Harry Howard

Personal information
- Full name: Henry Howard
- Date of birth: 1875
- Place of birth: Blackerhill, Yorkshire, England
- Date of death: 1957 (aged 81–82)
- Position: Wing half

Senior career*
- Years: Team / Apps / (Gls)
- 1895–1900: Sheffield United / 48 / (3)
- 1902–1906: Small Heath / Birmingham / 48 / (1)
- 1906–19??: Wisbech Town

= Harry Howard (footballer, born 1871) =

English footballer

Henry Howard (1875 – 1957) was an English professional footballer who played as a wing half. Born in Rotherham, he had trials with Rotherham Town and Sheffield Wednesday before joining Sheffield United, for whom he made 48 appearances in the Football League.
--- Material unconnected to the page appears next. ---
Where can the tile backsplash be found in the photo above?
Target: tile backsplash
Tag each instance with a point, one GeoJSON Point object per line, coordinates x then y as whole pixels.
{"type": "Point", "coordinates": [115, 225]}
He went on to play 51 games in all competitions for Small Heath.

Harry was born in 1875 in Blackerhill, Yorkshire. He is the son of Joseph Howard and Hannah Hanson.
 Harry's birth was registered in the Jan-Feb-Mar quarter of 1875 in the Barnsley Union district.

Henry (age 29), son of Joseph Howard, married Ada Hollings (age 27), child of Israel Hollings, on 12 July 1904 in Worsbrough, Yorkshire (West Riding), England.

Harry's death (age 81) was registered in the Jan-Feb-Mar quarter of 1957 in the Barnsley district.